Now I see stuff avbout body language here but nothing about Tonality and stuff.

Anyone good information or knwoledge to share about this?

I came across this one on Voice/Tone use. It's interesting what he said imo:


And also this experiment is a bit interesting in getting epople to do stuff you want, or not di stuff you don't want:


----------



## Ethnicope (Jan 20, 2020)

I need to know too


----------



## eduardkoopman (Jan 20, 2020)

Ethnicope said:


> I need to know too


I agree. It's not an aspect that needs as much focus as looks. It needs way less focus, time and energy then looks. But basic principles about voice use/tone/tonality; and some practise; would be good.

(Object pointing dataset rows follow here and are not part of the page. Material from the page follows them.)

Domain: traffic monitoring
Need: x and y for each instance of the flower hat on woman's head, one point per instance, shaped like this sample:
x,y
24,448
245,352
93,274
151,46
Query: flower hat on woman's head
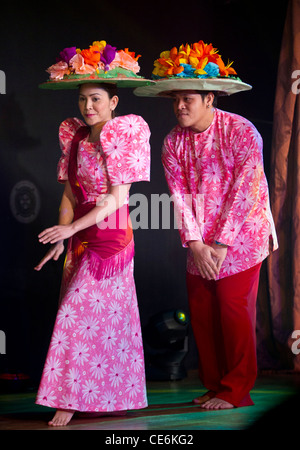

I mean. Mike Tyson had the voice of a pussy. but his beast mode body and vibe made him fearfull as fuck. So in tha example imo, we can see voice is on a planty lower level then your actual looks. But it's not a totally unimportant thing.
About an average man, with a sucky voice+tonality will get fucked over alot more then an average man with a good voice+tonality.

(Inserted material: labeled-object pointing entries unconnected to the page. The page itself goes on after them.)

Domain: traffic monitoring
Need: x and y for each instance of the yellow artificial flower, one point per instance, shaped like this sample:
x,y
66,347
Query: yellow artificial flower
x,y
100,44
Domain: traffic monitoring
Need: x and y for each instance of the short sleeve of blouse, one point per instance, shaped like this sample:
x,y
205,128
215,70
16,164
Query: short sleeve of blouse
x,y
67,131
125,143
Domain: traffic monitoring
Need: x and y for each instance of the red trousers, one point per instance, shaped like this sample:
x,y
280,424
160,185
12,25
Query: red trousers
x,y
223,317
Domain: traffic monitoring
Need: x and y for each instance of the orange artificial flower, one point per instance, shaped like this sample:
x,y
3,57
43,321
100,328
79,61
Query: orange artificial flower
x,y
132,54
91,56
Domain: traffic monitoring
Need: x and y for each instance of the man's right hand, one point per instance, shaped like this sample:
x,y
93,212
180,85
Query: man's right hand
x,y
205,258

I'm going to try watching what this Charisma faggot has gotta say about it:


----------



## Ethnicope (Jan 20, 2020)

eduardkoopman said:


> I agree. It's not an aspect that needs as much focus as looks. It needs way less focus, time and energy then looks. But basic principles about voice use/tone/tonality; and some practise; would be good.
> 
> I mean. Mike Tyson had the voice of a pussy. but his beast mode body and vibe made him fearfull as fuck. So in tha example imo, we can see voice is on a planty lower level then your actual looks. But it's not a totally unimportant thing.
> About an average man, with a sucky voice+tonality will get fucked over alot more then an average man with a good voice+tonality.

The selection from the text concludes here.